Reports suggest the secondary core burrowed more than 100 feet, possibly up to 200 feet, into the ground at the crash site.

The missing secondary is thought to be made mostly of uranium-238, which is common and not weapons-grade material – but can still be deadly inside a thermonuclear weapon – plus some highly enriched uranium-235, or HEU, which is a weapons-grade material and a key ingredient in traditional atomic bombs.

Business Insider contacted the Department of Defense to learn about the current status of the site and the missing secondary. A representative said neither the Defense Department, Energy Department, or US Air Force had "any ongoing projects or activities with this site."

The department representative would not say whether the secondary was still there. However, they forwarded some responses by Joel Dobson, a local author who wrote the book "The Goldsboro Broken Arrow."

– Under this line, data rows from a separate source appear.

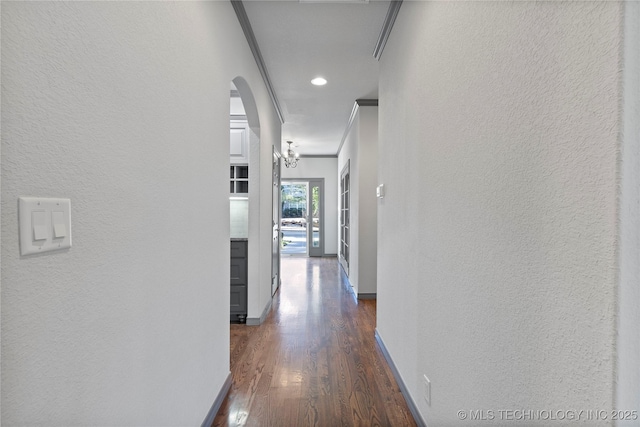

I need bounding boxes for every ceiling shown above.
[243,0,389,156]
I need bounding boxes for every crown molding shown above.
[231,0,284,124]
[373,0,402,61]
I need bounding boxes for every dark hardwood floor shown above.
[213,258,416,427]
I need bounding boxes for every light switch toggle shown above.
[18,197,71,255]
[31,211,47,242]
[51,211,67,239]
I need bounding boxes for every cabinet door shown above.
[229,120,249,165]
[231,258,247,286]
[230,285,247,314]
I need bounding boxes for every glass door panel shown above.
[308,179,324,256]
[280,180,309,255]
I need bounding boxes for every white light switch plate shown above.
[18,197,71,255]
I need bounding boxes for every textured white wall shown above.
[354,106,378,294]
[282,157,338,255]
[615,2,640,426]
[378,2,637,426]
[2,2,280,426]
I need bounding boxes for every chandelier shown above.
[282,141,300,168]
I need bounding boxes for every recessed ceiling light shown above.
[311,77,327,86]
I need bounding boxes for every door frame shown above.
[280,178,325,257]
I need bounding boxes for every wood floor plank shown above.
[212,257,416,427]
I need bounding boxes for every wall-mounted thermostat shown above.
[18,197,71,255]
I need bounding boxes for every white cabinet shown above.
[229,120,249,165]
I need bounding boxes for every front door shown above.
[307,179,324,256]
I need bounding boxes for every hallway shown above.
[213,257,415,426]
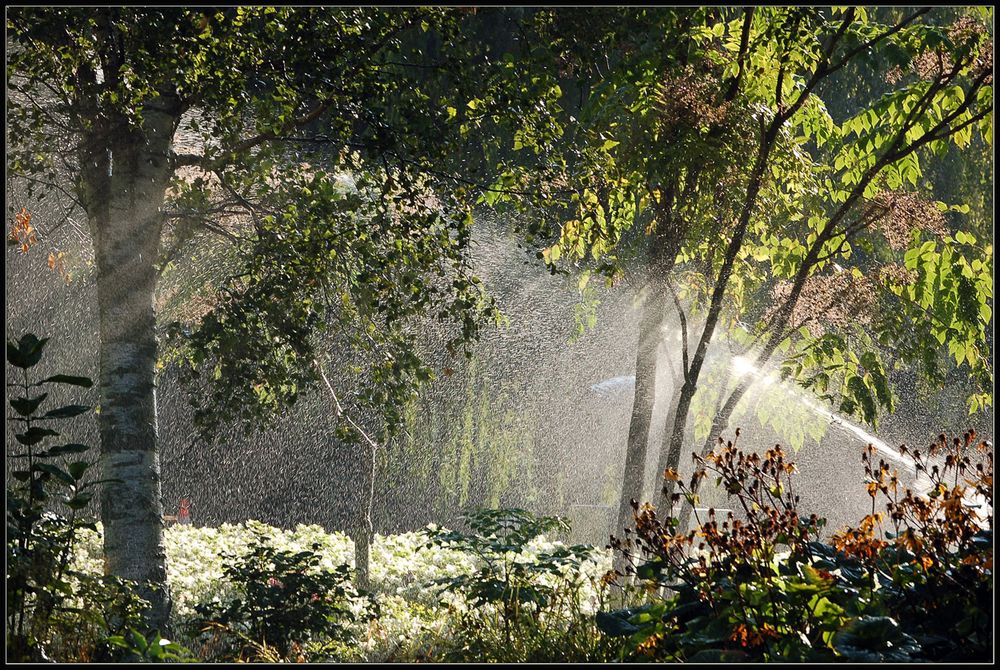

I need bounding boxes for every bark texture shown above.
[81,103,176,630]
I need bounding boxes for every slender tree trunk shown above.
[614,188,681,533]
[614,282,667,533]
[660,126,784,509]
[649,384,684,509]
[354,444,377,591]
[82,102,175,630]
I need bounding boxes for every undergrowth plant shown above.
[188,534,378,662]
[598,431,993,662]
[416,509,611,662]
[6,333,191,662]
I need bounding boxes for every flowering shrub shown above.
[598,431,993,662]
[73,521,610,660]
[188,534,377,660]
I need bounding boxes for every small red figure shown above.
[177,498,191,526]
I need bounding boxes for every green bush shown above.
[416,509,611,662]
[598,431,993,662]
[189,535,378,661]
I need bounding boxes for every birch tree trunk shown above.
[81,103,176,630]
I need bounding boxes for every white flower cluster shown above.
[68,521,611,659]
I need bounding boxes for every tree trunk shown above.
[353,445,377,591]
[82,103,175,630]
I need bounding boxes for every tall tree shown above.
[7,7,508,626]
[476,8,992,536]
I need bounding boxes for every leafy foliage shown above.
[428,509,610,662]
[189,535,378,660]
[598,431,993,662]
[6,333,152,662]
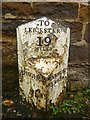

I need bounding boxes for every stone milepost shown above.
[17,17,70,110]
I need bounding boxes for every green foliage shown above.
[51,87,90,115]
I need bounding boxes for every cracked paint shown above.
[17,17,70,110]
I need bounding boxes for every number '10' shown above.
[37,37,51,46]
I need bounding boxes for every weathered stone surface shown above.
[68,64,90,91]
[79,4,90,22]
[65,22,83,43]
[84,23,90,43]
[2,34,17,67]
[17,17,70,110]
[2,2,78,19]
[35,2,78,19]
[69,45,88,63]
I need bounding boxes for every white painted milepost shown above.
[17,17,70,110]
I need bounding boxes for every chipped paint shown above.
[17,17,70,110]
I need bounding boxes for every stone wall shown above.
[2,2,90,90]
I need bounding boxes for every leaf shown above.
[2,100,14,106]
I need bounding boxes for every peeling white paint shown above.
[17,17,70,110]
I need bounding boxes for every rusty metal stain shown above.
[17,17,70,110]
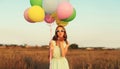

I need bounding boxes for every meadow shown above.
[0,47,120,69]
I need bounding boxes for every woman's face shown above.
[56,27,65,38]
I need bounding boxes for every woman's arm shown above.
[60,42,69,57]
[49,41,54,60]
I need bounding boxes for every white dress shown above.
[51,41,69,69]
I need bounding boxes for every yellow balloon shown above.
[28,6,45,22]
[56,19,68,26]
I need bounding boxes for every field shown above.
[0,47,120,69]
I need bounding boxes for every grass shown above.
[0,47,120,69]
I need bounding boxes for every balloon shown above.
[57,2,73,19]
[28,6,45,22]
[63,8,76,22]
[56,19,68,26]
[24,8,35,23]
[43,0,58,14]
[44,14,55,23]
[42,0,69,14]
[30,0,42,7]
[58,0,69,4]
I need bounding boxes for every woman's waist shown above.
[53,56,65,59]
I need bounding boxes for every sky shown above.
[0,0,120,48]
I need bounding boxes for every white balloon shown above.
[43,0,69,14]
[43,0,58,14]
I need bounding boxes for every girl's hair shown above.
[52,25,68,44]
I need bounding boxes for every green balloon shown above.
[63,8,76,22]
[30,0,42,7]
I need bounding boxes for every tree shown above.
[70,43,78,49]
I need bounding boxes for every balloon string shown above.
[49,24,52,69]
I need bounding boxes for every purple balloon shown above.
[44,14,55,23]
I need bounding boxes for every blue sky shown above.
[0,0,120,47]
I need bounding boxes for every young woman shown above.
[50,26,69,69]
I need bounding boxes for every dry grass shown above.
[0,47,120,69]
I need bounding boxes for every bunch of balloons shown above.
[24,0,76,26]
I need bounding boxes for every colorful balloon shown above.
[30,0,42,7]
[63,8,76,22]
[24,8,35,23]
[44,14,55,23]
[43,0,58,14]
[28,6,45,22]
[56,19,68,26]
[42,0,69,14]
[57,2,73,19]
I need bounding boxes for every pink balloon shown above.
[44,14,55,23]
[24,8,35,23]
[57,2,73,19]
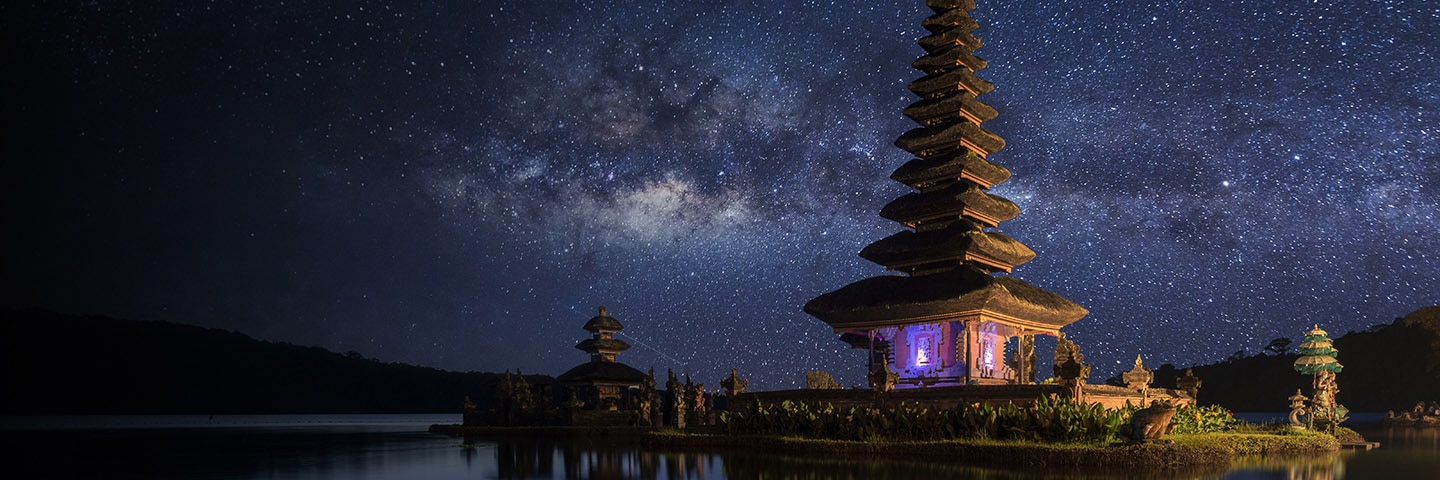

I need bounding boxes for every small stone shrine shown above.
[1120,355,1155,391]
[805,0,1089,389]
[556,307,649,409]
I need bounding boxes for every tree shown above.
[805,370,841,389]
[1225,349,1247,363]
[1264,337,1293,355]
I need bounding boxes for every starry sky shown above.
[0,0,1440,389]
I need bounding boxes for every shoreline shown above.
[429,425,1341,468]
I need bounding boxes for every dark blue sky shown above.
[0,0,1440,388]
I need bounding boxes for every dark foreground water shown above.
[0,415,1440,480]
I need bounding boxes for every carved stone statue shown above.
[868,363,900,394]
[720,366,750,399]
[1289,389,1309,427]
[1054,332,1090,401]
[1175,369,1201,399]
[1120,399,1175,443]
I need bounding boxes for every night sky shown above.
[0,0,1440,389]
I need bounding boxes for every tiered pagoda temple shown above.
[556,307,648,408]
[805,0,1089,388]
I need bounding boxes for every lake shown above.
[0,415,1440,480]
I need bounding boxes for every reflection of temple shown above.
[556,307,648,409]
[805,0,1089,388]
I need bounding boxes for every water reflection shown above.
[465,438,726,480]
[1231,451,1355,480]
[462,438,1228,480]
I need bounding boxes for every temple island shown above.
[432,0,1344,464]
[457,0,1200,425]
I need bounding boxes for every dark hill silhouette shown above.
[0,310,550,415]
[1153,306,1440,412]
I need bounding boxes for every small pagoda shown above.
[805,0,1089,388]
[556,307,648,408]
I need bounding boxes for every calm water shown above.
[0,415,1440,480]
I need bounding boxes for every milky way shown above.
[0,0,1440,389]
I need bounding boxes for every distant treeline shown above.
[0,310,550,415]
[1153,307,1440,412]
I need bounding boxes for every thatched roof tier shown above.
[920,9,981,32]
[840,332,871,350]
[805,267,1090,333]
[916,29,985,52]
[896,121,1005,159]
[909,68,995,98]
[890,150,1009,189]
[585,307,625,332]
[880,182,1020,228]
[904,91,999,127]
[924,0,975,13]
[554,362,647,385]
[910,48,989,74]
[575,334,629,353]
[860,222,1035,272]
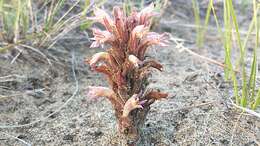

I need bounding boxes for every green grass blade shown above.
[191,0,202,47]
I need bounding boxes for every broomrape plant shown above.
[86,4,169,145]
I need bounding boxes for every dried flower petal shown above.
[90,28,114,48]
[132,25,149,38]
[146,91,168,100]
[144,32,169,47]
[87,86,115,99]
[88,52,110,67]
[90,7,114,32]
[122,94,145,117]
[128,55,142,67]
[143,60,163,71]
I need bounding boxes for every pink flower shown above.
[88,52,110,67]
[90,28,114,48]
[128,55,142,67]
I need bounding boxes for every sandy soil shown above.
[0,1,260,146]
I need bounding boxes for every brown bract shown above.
[86,4,168,145]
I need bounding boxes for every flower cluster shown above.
[86,4,168,144]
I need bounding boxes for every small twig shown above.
[1,132,31,146]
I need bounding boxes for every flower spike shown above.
[122,94,145,117]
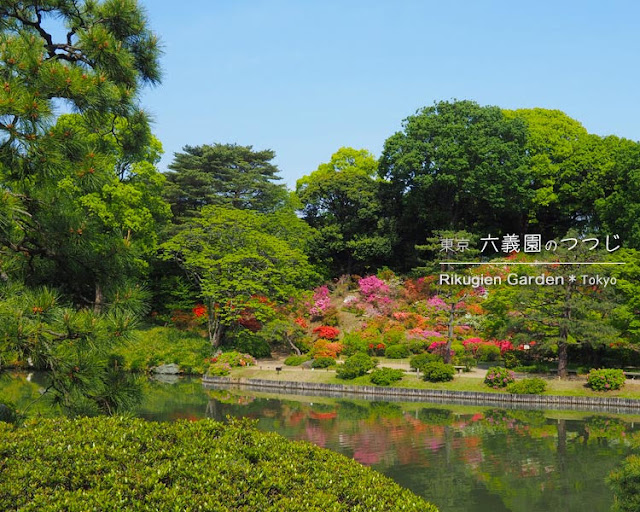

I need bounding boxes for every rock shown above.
[151,363,180,375]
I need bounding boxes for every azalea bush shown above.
[313,325,340,340]
[369,367,404,386]
[484,366,516,389]
[0,413,437,512]
[211,350,257,368]
[311,356,336,368]
[507,377,547,395]
[422,361,456,382]
[336,352,377,380]
[587,368,626,391]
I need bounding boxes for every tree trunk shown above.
[443,302,458,364]
[558,341,569,379]
[207,302,224,348]
[93,283,104,313]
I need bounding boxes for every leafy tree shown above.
[0,0,161,412]
[162,206,317,347]
[166,144,288,219]
[296,148,393,276]
[0,285,143,414]
[505,108,617,237]
[483,238,620,378]
[0,0,167,307]
[379,101,531,267]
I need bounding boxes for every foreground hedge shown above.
[0,418,437,512]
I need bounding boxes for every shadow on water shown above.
[0,375,640,512]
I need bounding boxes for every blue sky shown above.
[141,0,640,187]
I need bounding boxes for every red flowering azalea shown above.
[313,325,340,340]
[192,304,207,318]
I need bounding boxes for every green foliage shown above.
[231,329,271,359]
[162,206,317,346]
[284,355,311,366]
[587,369,626,391]
[111,327,211,374]
[369,367,404,386]
[311,357,336,368]
[0,399,20,423]
[379,101,530,267]
[607,455,640,512]
[0,418,437,512]
[211,350,256,368]
[296,148,394,276]
[421,361,456,382]
[0,280,140,414]
[336,352,377,380]
[409,352,441,372]
[166,144,288,222]
[207,363,231,377]
[384,345,411,359]
[484,366,516,389]
[342,332,371,356]
[476,344,500,362]
[507,378,547,395]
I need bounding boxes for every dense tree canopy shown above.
[162,206,317,346]
[296,148,393,275]
[166,144,288,218]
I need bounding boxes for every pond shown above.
[0,375,640,512]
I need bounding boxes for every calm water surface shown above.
[0,376,640,512]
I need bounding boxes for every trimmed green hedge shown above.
[0,417,437,512]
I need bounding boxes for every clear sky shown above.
[141,0,640,187]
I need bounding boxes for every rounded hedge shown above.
[422,361,456,382]
[0,417,437,512]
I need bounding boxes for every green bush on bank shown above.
[507,377,547,395]
[587,369,626,391]
[0,417,437,512]
[369,367,404,386]
[111,327,212,374]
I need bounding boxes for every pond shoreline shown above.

"Nothing has changed" since 1961, Dobson said, according to the Defense Department email. (Dobson did not return calls or emails from Business Insider.) "The area is not marked or fenced. It is being farmed. The DOD has been granted a 400 foot in diameter easement, which doesn't allow building of any kind, but farming is OK."

When asked about the still missing secondary, Michael O'Hanlon, a US defense strategy specialist with the Brookings Institution, said there should be little to worry about.